Yösi Rıhtım
Küresel ısınmanın daha vurmadığı karasal iklimlerde veyahut kuzeyde buzullara yakın bir kasabada yaşıyorum. Dışarıda soğuk bir sabah, daha dün kar yağsa da sesleri soğursa diye içimden geçirmiştim. Bugün ise sabaha karşı vücuduma vuran soğukla uyandım. Sessizliği severim; karın, sesleri soğurduğu o huzurlu sessizliği. Yatağımın sağındaki camdan dışarı baktım, beyaza kaplanmış ağaçlara. Elim yatak başlığının köşesine asılmış olan kazağıma uzandı, derin bir nefes alıp kar kokusunu ciğerlerimde hissettim. Kazağı giymeden önce boynumu ve ayak bileklerimi hafifçe esnettim.
Kış mevsimindeyiz, kuş sesleri seyrek duyuluyor ama bu sabah birkaç cıvıltı kulağıma geldi. Minik melodiler, içimi ısıtan küçük mutluluklar gibi. Kafamı kırmızı kilimin doğrulduğu ahşap kapıya çevirdim. Kapı aralık, ardında bana sabah çayı getiren sevgili yüzü belirdi. Birlikte güldüğümüz, ağladığımız ya da çocuklar gibi zıpladığımız anların eşlikçisi.. İkram ettiği seramik kupayı ellerimle sardım.Sabahın sessizliği kuş cıvıltılarıyla iyi anlaşan çay kaşığı sesiyle karıştı. İlk başta sıcaklık elimi yaksa da, ısının damarlarımda yayılışını hissetmek hoşuma gitti.

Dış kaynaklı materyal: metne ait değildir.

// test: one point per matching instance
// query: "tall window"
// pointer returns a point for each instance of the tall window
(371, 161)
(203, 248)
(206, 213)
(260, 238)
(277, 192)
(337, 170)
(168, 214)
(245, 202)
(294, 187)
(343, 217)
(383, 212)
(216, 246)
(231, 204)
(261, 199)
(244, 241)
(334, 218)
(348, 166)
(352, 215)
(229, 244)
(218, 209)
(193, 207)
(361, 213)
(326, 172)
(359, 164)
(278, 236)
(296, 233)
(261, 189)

Bu anı yaşarken bile hatırlamak isteyeceğimi biliyorum. Bir yandan bu anda kalmak istiyorum, sanki birazdan biri gelip beni buradan alacakmış gibi. Ama gitmek istemiyorum zaten beni öyle çekip alan falan da yok. Gözlerimi kapatıp derin bir nefes aldım, yüzümde huzurlu bir gülümseme belirdi. Günaydın diyerek, sırtımı yatak başlığına yasladım. Yatağın ucuna oturdu, bana bugün yapacaklarını anlatmaya başladı. Bir yudum çay alıp, ona kulak verdim. Anlattıklarını dinlerken, onun hayattan aldığı keyfi izlemek bana da iyi geliyordu.
Piyanoda yeni bir parça öğreniyormuş, gitar çalmaktan daha zormuş ama birlikte çalabileceğimiz bir parça bulmuş, mutlaka denemeliymişiz. Hayatımın bu anından memnunum, yıldızlar böyle dizildiği için şanslıyım.
Bu sakin sabahı küstürmek istemesem de içimdeki sakinlik düşmanı kertenkele beni yataktan çıkarıyor yetmezmiş gibi sevgiliyi bana katılması için davet ederken sözlerini karıştırıyorum o da ne diyeceğini unutuyor ama gülümsemesiyle karşılık veriyor. Mırıldanarak bi melodi tutturuyorum, kollarımı kaldırıyor sırtımı esnetiyorum yarım yarım gözlerimi kırpıştırıyorum. Tutturduğum melodi tanıdık geliyor, o da bana katılıyor. Güneşli günlere ait bu mırıltı karın soğuğunu kırıyor bizimle birlikte mutfağa giriyor günün aydınlığına eşlik ediyor.
Gençliğimde biliyordum; üniversiteden mezun olup yirmili yaşların sonuna geldiğimde—artık ailemden giderek uzaklaştığım bu dönemde—etrafımda ne yapacağına emin olan insanlar, aile kurmuş olanlar ve hala bir şeyleri çözmeye çalışanlar olacaktı. Bir de ben; endişelerden uzak kalmaya çabalarken hayatın melodisini kaçırmaktan korkan… O zaman ne yapacağımı bilmiyordum, hala da bilmiyorum. Ancak beni hala bir şeyleri çözmeye çalışanlardan ayıran bir fark vardı; belki de bu, bizi emin olanlardan uzak tutan şeydi: Yapmak istemediğim bir şeyi asla yapmayacaktım. Bunun beni zorlayacağını o zaman da biliyordum, şimdi de farkındayım.
Hiç büyümek istemeyen beni buralara getirdiği için zamana kızamam, o da işini yapıyor. Ben de hayatımı hiç büyümek istemeyen o çocuk olarak geçirdiğimde ne kaybedebilirim ki? Kaybedeceğim şeyler zaten olmasını istemeyeceklerimdir. Şu zamana dönecek olursak başında durduğum yumurtaları kaybetmek istemem, ocağı kapatıp tavayı masaya yerleştiriyorum. Melodimiz yavaş yavaş yerini porselene dokunan çatal bıçak seslerine bırakıyor.